Governing and managing big data are not easy tasks. In fact, let’s be honest—data management and governance for data of any size is no walk in the park. But, big data makes it even tougher. From integrating the disparate data sources of seemingly unending variety to curating the chaos in the heaps of unstructured data, managing the craziness we lovingly refer to as big data is not for the faint of heart. Even for those tough as nails, the challenges of big data management can be more than frustrating. So, now that you know you are not alone in dealing with this insanity, here are a few ways to make the frustrations of big data a little less intense.
1. Begin With the End in Mind
Requirements for big data projects should be based on clearly defined objectives and specific outcomes. Design and build with intended business use cases in mind. Include the folks that will be using big data to develop analytic models, build dashboards, derive insights, or drive business decisions in the projects from start to finish—after all, they will be the ones who will be using it. This will not only ensure that the design meets their needs and requirements, but it will also establish buy-in from the onset.
2. Use the Right Tool for the Right Job
Contrary to popular belief, Hadoop is not the only big data tool out there. While it is a very valuable tool, it has its limitations. Big data is going to be much easier to use across the company if there are many tools and options at the ready. There is a time and a place for cloud technologies, vendor-specific solutions, and open source. Don’t be afraid to use a healthy combination of tools and resources. And this references more than just technology too. Consider your options for outsourcing or contracting skills and talent when necessary. Not everything has to be an inside job—especially early on.
Big data is overwhelming. Regardless of speed, size, or variation, when looking at individual data elements, it is just too much for the human brain to consume and understand. Invest in visualization technology that will change how you see your data. It will give you (and everyone else) the opportunity to look at your data in new ways. From recognizing new patterns to seeing data with greater meaning, visualization technology will drive the curious to ask new questions of your data and move your business forward, faster. Just remember—the more that is “under the hood” in the visualization software from an analytic and mathematical perspective, the more value you will gain for your business.

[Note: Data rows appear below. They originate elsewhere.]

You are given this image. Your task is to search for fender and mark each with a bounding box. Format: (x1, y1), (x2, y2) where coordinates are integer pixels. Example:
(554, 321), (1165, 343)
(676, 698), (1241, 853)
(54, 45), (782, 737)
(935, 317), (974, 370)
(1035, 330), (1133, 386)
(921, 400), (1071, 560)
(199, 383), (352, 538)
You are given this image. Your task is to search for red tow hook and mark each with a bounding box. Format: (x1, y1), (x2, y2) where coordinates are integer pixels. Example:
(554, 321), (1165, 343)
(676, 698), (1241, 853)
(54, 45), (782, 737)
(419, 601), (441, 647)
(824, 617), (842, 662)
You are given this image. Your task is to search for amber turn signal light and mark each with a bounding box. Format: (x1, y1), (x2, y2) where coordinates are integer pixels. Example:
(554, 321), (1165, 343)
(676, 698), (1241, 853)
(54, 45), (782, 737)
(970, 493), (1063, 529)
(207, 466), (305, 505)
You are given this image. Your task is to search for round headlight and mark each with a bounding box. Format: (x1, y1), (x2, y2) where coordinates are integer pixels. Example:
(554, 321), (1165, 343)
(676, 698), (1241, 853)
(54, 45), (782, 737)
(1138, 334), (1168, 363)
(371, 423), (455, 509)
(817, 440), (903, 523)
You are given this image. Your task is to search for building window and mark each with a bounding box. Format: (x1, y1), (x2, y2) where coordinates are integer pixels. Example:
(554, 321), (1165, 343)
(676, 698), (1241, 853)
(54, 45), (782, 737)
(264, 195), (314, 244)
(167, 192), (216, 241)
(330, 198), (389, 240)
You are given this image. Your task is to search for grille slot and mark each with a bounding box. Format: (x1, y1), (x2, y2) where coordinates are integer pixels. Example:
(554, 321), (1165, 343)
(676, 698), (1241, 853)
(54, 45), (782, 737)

4. Allow Room for Experimentation
Data exploration is a great way to uncover new business possibilities and ask new questions of old data. Innovation requires failure as much as success, if not more. Allow employees the opportunity to try and try again. But, exploration and experimentation should happen outside of the operationalized environment. Experimentation can be messy. Just because it works in the “lab” doesn’t mean it will work at scale. Let your mad scientists know that there is a process for moving from the sandbox to the full-scale production environment (and stick to it!).
Big data projects are by no means one-man shows. In fact, some big data efforts are that of small armies. In order for big data projects to work in businesses, they require efforts across business units and contributions from business and IT alike. And, it is no longer a discussion of aligning business and IT. To achieve big data success, business, IT, and everyone in between will have to work together on the same objectives and goals—not aligned objectives. It is a subtle but very powerful difference. And as your big data projects change, so will your big data teams. Use the skills and talents throughout your entire company. If you want big data to work at the enterprise level, then make sure you include people from across the entire enterprise, as well.
Governing and managing big data will never be trouble-free or effortless. However, applying these best practices, even just a couple of them, will ease the burdens significantly. And as big data management starts to feel a little easier, the rewards will become greater.